After the briefest cold period, we have had a glorious week of perfect weather. It’s been good to get back to the river after having the focus of the project shift away from the park and into a gallery. Looking around, you can begin to detect those subtle shifts in color beginning to happen in the tree leaves. Actually, there is quite a bit of color all around when you begin paying attention to it. For instance, check out this morning-glory vine.
This purple flower is practically glowing. And the Viceroy butterfly is all in burnt orange as it mimics the Monarchs that currently are migrating on their way south. That large black vein crossing this butterfly’s hind wing is found only on the Viceroy.
Now blooming at the Falls are several species of the Composite flower family that look so close to one another that you need to have a few on hand for direct comparisons. Many are yellow in color like these twin blossoms.
When I wasn’t noticing the local color, I was poking around for old booze bottles. I found a few more to add to another piece I’m making at home. I also came across the remains of another bowling ball and I added this one to my collection. This is how I found it.

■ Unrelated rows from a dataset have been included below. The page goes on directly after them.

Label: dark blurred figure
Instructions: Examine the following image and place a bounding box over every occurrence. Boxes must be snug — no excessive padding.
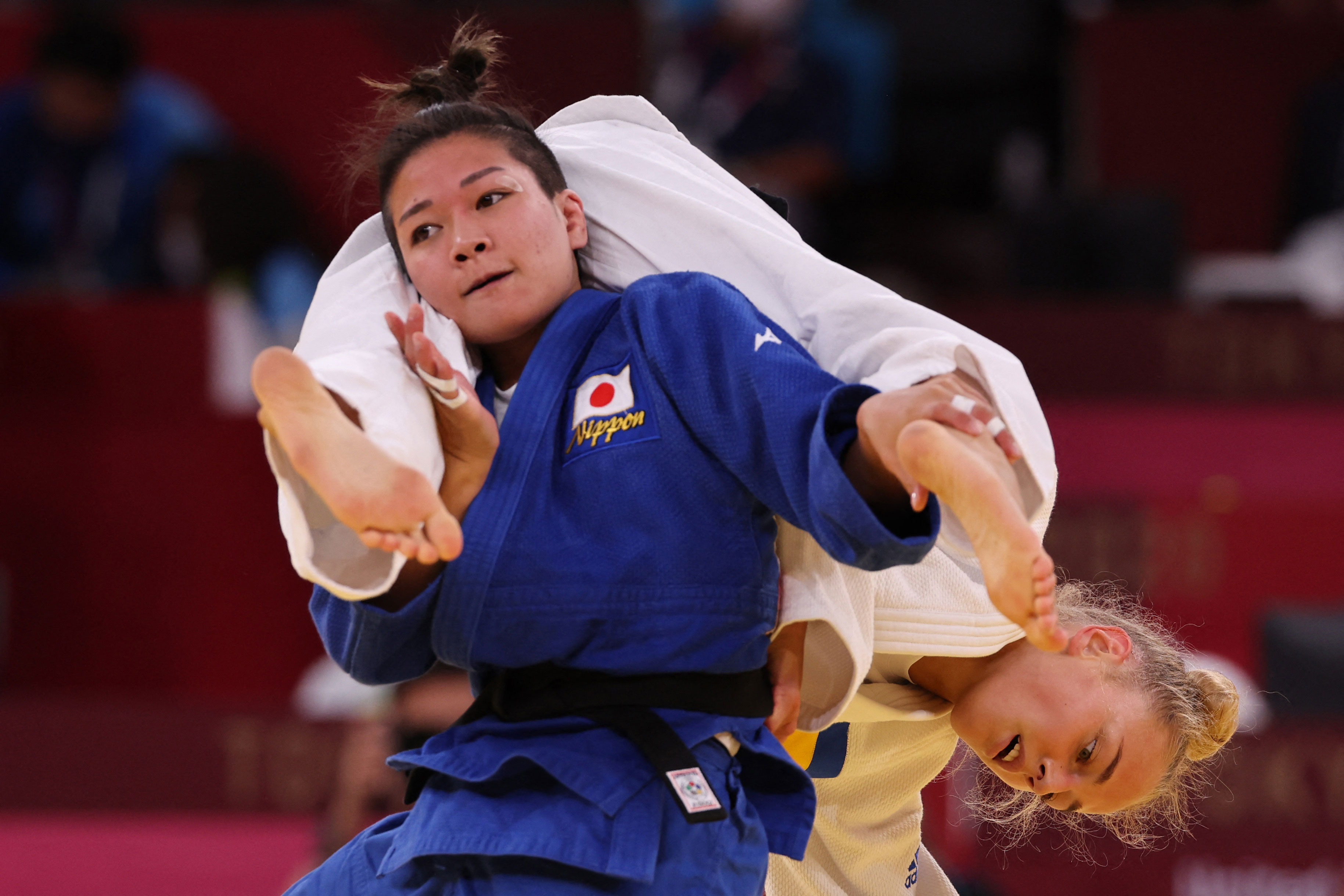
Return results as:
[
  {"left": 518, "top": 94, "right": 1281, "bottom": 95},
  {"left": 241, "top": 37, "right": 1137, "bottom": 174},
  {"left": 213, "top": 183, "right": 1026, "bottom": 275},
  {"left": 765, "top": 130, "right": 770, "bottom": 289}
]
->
[
  {"left": 0, "top": 12, "right": 223, "bottom": 291},
  {"left": 653, "top": 0, "right": 891, "bottom": 245},
  {"left": 293, "top": 657, "right": 474, "bottom": 880},
  {"left": 155, "top": 151, "right": 323, "bottom": 345}
]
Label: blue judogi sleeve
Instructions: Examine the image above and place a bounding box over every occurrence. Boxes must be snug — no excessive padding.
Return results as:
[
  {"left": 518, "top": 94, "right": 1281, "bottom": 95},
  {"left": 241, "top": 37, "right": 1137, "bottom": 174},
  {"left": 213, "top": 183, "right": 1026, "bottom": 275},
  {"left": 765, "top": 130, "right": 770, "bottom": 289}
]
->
[
  {"left": 621, "top": 273, "right": 938, "bottom": 571},
  {"left": 308, "top": 580, "right": 439, "bottom": 685}
]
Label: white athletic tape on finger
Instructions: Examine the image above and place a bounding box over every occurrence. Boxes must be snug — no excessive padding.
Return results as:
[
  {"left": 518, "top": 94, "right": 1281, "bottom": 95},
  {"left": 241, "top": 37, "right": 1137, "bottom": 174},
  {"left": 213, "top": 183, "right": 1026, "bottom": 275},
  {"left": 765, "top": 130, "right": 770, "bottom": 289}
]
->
[
  {"left": 952, "top": 395, "right": 976, "bottom": 414},
  {"left": 415, "top": 364, "right": 466, "bottom": 409}
]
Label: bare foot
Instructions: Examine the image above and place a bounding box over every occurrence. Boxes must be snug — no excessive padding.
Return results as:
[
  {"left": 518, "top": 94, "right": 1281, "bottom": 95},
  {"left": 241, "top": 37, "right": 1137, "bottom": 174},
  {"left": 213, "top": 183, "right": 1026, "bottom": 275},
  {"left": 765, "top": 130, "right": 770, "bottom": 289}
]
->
[
  {"left": 896, "top": 421, "right": 1066, "bottom": 651},
  {"left": 253, "top": 346, "right": 462, "bottom": 563}
]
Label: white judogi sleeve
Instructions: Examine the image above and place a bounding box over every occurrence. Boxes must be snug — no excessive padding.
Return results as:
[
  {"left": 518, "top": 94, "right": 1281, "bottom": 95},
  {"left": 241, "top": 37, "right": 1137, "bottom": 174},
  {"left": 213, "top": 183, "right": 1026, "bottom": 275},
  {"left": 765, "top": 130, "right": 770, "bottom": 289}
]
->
[{"left": 270, "top": 97, "right": 1055, "bottom": 730}]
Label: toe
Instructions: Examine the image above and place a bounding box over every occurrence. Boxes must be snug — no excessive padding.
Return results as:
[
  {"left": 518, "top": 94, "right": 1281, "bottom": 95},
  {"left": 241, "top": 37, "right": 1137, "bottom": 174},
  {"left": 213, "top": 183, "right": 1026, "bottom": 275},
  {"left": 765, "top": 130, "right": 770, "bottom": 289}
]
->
[{"left": 425, "top": 508, "right": 462, "bottom": 560}]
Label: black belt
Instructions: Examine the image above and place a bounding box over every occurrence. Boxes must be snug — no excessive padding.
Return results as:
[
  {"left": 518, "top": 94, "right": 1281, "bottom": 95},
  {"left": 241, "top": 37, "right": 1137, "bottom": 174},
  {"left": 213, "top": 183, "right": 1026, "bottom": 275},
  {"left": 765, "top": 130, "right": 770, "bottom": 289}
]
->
[{"left": 406, "top": 662, "right": 774, "bottom": 824}]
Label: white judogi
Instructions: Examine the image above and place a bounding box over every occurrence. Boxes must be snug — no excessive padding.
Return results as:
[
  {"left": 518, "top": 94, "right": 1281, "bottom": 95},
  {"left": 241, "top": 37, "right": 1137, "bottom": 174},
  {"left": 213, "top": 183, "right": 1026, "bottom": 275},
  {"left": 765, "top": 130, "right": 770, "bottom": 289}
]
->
[{"left": 267, "top": 97, "right": 1056, "bottom": 893}]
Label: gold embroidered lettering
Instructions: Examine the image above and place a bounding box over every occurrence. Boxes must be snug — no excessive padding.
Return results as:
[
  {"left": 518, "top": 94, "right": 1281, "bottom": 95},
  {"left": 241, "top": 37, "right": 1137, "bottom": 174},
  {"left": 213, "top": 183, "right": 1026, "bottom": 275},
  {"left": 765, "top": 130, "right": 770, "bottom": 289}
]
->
[{"left": 564, "top": 411, "right": 644, "bottom": 454}]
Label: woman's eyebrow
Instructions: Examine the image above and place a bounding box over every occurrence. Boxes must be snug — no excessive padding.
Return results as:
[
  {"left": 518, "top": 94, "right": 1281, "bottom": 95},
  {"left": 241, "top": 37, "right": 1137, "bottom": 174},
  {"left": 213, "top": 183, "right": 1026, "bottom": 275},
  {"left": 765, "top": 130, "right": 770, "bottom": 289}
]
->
[
  {"left": 396, "top": 199, "right": 434, "bottom": 226},
  {"left": 1097, "top": 740, "right": 1125, "bottom": 784},
  {"left": 458, "top": 165, "right": 504, "bottom": 187}
]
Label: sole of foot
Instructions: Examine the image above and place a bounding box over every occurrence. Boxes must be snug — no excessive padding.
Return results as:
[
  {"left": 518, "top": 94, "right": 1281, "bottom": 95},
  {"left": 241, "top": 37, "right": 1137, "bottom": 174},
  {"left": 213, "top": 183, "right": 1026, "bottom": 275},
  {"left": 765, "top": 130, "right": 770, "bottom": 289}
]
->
[
  {"left": 896, "top": 421, "right": 1064, "bottom": 650},
  {"left": 251, "top": 348, "right": 462, "bottom": 560}
]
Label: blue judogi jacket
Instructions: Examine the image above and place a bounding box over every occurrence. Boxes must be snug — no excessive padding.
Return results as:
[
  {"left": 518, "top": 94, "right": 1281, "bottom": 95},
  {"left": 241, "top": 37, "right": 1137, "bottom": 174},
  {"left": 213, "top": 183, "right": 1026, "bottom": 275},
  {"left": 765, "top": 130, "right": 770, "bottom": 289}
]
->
[{"left": 312, "top": 273, "right": 938, "bottom": 881}]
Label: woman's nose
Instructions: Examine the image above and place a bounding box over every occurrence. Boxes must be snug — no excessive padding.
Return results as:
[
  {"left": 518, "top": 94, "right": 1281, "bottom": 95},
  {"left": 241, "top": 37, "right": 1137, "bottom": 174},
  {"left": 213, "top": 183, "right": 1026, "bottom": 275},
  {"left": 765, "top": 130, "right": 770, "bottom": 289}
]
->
[
  {"left": 1027, "top": 759, "right": 1070, "bottom": 794},
  {"left": 453, "top": 234, "right": 490, "bottom": 262}
]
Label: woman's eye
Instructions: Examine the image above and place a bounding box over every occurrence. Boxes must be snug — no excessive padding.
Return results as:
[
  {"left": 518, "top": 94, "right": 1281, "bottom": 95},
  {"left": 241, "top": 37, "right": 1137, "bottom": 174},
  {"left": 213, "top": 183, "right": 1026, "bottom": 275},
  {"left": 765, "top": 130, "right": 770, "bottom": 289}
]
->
[{"left": 411, "top": 224, "right": 438, "bottom": 246}]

At first I thought I was going to dig this ball out of the dirt, but I didn’t need to. What you see is essentially all there is! It’s just a chip of the ball that happens to include a couple of finger holes, the ball’s brand name, and the name of its former owner…Gladys Coons inscribed on the surface. I dropped the fragment into the water to clean it off and the metallic colors begin to shine.
With the Styrofoam I also found out here I fashioned yet another figure and posed it next to an old tire that I had placed river found coal into. First here’s the tire nearly overgrown with plants since my last visit.

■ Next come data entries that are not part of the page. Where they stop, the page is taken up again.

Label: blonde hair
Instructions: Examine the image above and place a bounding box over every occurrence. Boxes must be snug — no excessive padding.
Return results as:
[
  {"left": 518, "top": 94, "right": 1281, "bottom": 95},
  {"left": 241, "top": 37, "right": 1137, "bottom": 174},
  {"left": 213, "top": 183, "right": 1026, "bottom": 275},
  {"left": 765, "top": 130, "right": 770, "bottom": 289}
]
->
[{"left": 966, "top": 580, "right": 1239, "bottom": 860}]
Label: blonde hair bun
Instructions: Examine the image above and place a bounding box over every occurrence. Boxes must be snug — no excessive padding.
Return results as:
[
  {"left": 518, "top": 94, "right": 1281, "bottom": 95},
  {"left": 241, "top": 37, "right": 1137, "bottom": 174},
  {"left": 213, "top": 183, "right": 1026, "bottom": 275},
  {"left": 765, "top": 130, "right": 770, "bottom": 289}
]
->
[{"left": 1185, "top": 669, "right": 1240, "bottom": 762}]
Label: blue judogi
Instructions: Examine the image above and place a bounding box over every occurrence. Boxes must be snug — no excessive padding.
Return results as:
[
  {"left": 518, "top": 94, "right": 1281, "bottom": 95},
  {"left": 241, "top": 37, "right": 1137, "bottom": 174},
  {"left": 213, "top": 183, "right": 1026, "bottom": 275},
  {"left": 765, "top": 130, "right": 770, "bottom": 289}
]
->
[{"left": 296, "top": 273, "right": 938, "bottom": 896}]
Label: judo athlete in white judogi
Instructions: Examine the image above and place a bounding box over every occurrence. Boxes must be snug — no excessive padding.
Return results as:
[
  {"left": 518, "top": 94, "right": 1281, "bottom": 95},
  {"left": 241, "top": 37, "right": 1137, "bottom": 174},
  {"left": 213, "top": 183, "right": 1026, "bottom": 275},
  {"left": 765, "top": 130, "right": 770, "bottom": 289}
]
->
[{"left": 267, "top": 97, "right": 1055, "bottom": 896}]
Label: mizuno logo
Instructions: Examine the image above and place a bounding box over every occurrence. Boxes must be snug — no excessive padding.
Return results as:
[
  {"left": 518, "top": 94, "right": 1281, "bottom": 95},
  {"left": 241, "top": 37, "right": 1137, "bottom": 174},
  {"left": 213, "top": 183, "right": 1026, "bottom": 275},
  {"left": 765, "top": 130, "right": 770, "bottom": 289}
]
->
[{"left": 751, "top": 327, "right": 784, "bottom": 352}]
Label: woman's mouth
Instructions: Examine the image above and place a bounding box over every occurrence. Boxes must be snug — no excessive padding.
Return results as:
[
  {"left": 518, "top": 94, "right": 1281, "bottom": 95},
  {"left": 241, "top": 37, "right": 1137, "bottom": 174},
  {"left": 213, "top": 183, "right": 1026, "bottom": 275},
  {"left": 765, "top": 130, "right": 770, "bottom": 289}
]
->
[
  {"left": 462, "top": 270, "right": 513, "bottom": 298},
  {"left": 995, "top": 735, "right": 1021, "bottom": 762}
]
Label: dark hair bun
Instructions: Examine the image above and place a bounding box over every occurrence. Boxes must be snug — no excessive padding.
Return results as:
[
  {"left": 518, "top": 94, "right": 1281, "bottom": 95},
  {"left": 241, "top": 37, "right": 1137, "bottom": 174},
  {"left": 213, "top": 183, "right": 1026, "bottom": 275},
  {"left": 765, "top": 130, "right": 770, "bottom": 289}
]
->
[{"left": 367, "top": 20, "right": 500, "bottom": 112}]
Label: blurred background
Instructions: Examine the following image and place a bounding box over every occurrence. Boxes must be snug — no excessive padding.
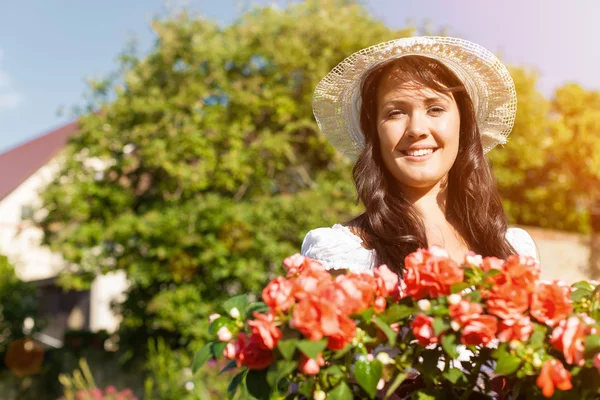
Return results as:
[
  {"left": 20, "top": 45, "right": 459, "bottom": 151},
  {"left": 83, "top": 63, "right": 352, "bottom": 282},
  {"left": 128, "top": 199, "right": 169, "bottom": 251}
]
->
[{"left": 0, "top": 0, "right": 600, "bottom": 400}]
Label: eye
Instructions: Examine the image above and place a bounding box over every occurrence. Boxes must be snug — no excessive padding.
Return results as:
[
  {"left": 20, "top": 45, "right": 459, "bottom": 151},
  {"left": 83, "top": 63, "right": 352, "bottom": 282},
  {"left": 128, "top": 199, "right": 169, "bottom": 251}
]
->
[
  {"left": 388, "top": 110, "right": 406, "bottom": 117},
  {"left": 429, "top": 106, "right": 446, "bottom": 114}
]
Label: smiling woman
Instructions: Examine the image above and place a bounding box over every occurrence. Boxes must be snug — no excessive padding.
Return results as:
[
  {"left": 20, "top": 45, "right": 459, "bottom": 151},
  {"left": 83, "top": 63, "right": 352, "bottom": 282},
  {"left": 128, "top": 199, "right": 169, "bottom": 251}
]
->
[{"left": 302, "top": 37, "right": 537, "bottom": 275}]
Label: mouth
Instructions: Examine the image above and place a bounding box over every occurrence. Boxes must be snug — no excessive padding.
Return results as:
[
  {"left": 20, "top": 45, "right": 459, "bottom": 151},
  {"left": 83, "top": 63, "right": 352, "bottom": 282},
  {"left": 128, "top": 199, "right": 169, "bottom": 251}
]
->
[{"left": 400, "top": 147, "right": 439, "bottom": 158}]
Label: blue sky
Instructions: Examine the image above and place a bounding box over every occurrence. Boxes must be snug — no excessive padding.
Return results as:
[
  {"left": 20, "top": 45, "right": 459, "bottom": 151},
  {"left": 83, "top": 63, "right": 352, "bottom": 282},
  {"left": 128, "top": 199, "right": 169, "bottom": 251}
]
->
[{"left": 0, "top": 0, "right": 600, "bottom": 152}]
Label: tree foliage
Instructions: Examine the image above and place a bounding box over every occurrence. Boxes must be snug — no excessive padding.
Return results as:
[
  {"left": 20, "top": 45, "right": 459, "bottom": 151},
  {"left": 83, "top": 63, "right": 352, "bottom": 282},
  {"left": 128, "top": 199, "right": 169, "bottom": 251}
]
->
[{"left": 39, "top": 1, "right": 412, "bottom": 350}]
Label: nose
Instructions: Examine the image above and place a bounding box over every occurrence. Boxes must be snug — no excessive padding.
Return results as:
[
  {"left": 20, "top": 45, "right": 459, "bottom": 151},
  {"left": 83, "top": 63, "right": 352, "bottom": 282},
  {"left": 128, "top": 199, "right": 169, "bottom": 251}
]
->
[{"left": 406, "top": 112, "right": 429, "bottom": 139}]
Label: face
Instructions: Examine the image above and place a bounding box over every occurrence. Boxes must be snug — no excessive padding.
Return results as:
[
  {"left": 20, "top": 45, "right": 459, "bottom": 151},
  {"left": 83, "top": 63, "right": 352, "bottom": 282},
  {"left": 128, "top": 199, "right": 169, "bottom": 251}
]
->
[{"left": 377, "top": 74, "right": 460, "bottom": 194}]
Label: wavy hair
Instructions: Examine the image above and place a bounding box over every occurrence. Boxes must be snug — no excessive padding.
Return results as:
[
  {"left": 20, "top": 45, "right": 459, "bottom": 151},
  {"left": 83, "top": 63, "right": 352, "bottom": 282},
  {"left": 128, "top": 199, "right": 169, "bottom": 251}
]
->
[{"left": 348, "top": 55, "right": 515, "bottom": 275}]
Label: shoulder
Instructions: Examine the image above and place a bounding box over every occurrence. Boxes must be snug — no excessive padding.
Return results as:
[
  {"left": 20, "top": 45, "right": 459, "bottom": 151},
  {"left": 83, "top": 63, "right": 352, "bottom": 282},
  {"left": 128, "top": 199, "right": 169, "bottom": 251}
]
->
[
  {"left": 301, "top": 224, "right": 373, "bottom": 272},
  {"left": 506, "top": 228, "right": 540, "bottom": 262}
]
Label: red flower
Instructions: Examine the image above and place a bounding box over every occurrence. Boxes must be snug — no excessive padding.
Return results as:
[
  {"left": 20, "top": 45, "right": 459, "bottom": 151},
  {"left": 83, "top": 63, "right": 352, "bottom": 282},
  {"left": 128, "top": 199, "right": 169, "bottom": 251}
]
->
[
  {"left": 535, "top": 360, "right": 573, "bottom": 397},
  {"left": 410, "top": 314, "right": 438, "bottom": 346},
  {"left": 449, "top": 299, "right": 483, "bottom": 326},
  {"left": 460, "top": 314, "right": 498, "bottom": 346},
  {"left": 223, "top": 332, "right": 246, "bottom": 360},
  {"left": 404, "top": 246, "right": 464, "bottom": 300},
  {"left": 486, "top": 282, "right": 529, "bottom": 319},
  {"left": 530, "top": 281, "right": 573, "bottom": 326},
  {"left": 504, "top": 254, "right": 540, "bottom": 294},
  {"left": 498, "top": 317, "right": 533, "bottom": 342},
  {"left": 238, "top": 335, "right": 273, "bottom": 369},
  {"left": 550, "top": 316, "right": 588, "bottom": 366},
  {"left": 373, "top": 264, "right": 400, "bottom": 299},
  {"left": 298, "top": 353, "right": 325, "bottom": 375},
  {"left": 327, "top": 315, "right": 356, "bottom": 351},
  {"left": 262, "top": 276, "right": 295, "bottom": 311},
  {"left": 248, "top": 312, "right": 281, "bottom": 350}
]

Now for a more eccentric view with my Styro-figure posed above it followed by a shot that places things in better perspective.
It’s been a few years since I worked with coal as intensively as I have this year. Our spring floods did a lot to redeposit this mineral in the form of rounded coal pebbles and gravel.

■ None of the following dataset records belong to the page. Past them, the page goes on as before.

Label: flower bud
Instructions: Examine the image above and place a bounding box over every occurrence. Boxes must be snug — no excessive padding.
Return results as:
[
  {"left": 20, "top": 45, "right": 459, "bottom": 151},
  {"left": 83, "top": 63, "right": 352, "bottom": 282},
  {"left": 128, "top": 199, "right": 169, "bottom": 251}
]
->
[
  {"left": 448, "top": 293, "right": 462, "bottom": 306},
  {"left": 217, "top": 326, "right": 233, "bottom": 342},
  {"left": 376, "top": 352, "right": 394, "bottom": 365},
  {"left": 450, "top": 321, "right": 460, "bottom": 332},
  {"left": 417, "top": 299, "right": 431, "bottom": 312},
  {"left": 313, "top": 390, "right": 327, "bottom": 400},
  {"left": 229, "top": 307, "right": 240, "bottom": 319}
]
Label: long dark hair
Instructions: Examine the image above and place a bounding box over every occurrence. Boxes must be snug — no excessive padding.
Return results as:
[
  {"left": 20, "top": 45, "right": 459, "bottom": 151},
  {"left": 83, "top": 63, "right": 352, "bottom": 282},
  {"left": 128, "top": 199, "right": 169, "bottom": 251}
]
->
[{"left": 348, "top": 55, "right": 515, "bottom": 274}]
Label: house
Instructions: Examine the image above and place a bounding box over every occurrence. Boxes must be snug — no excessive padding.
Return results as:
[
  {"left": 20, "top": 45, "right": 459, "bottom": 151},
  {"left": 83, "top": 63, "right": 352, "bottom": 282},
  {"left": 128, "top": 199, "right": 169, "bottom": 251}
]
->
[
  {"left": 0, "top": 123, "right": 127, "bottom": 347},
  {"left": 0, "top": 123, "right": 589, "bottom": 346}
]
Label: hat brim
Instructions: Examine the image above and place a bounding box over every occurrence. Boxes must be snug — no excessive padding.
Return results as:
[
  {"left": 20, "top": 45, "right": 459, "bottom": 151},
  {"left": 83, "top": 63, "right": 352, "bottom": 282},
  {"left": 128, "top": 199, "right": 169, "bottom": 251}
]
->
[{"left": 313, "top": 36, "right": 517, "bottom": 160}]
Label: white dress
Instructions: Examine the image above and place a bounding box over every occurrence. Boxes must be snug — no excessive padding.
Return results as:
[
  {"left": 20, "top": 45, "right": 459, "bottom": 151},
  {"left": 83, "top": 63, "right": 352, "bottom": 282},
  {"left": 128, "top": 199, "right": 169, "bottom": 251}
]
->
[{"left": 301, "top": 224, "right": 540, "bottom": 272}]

I reposed this simple figure several times mostly in the area that had the most coal deposits. Much of the time I was filling empty bottles with coal for that other project I mentioned. In places you can find “beaches” of coal gravel several inches deep. Intermixed with the coal are white mussel shell fragments and a bit of brown tree bark. I will post images of my bottle sculpture once it is finished. For now, I will leave with a picture of where I left this particular figure in the park. I found a different arm and placed this piece in the context of these beautiful flowers.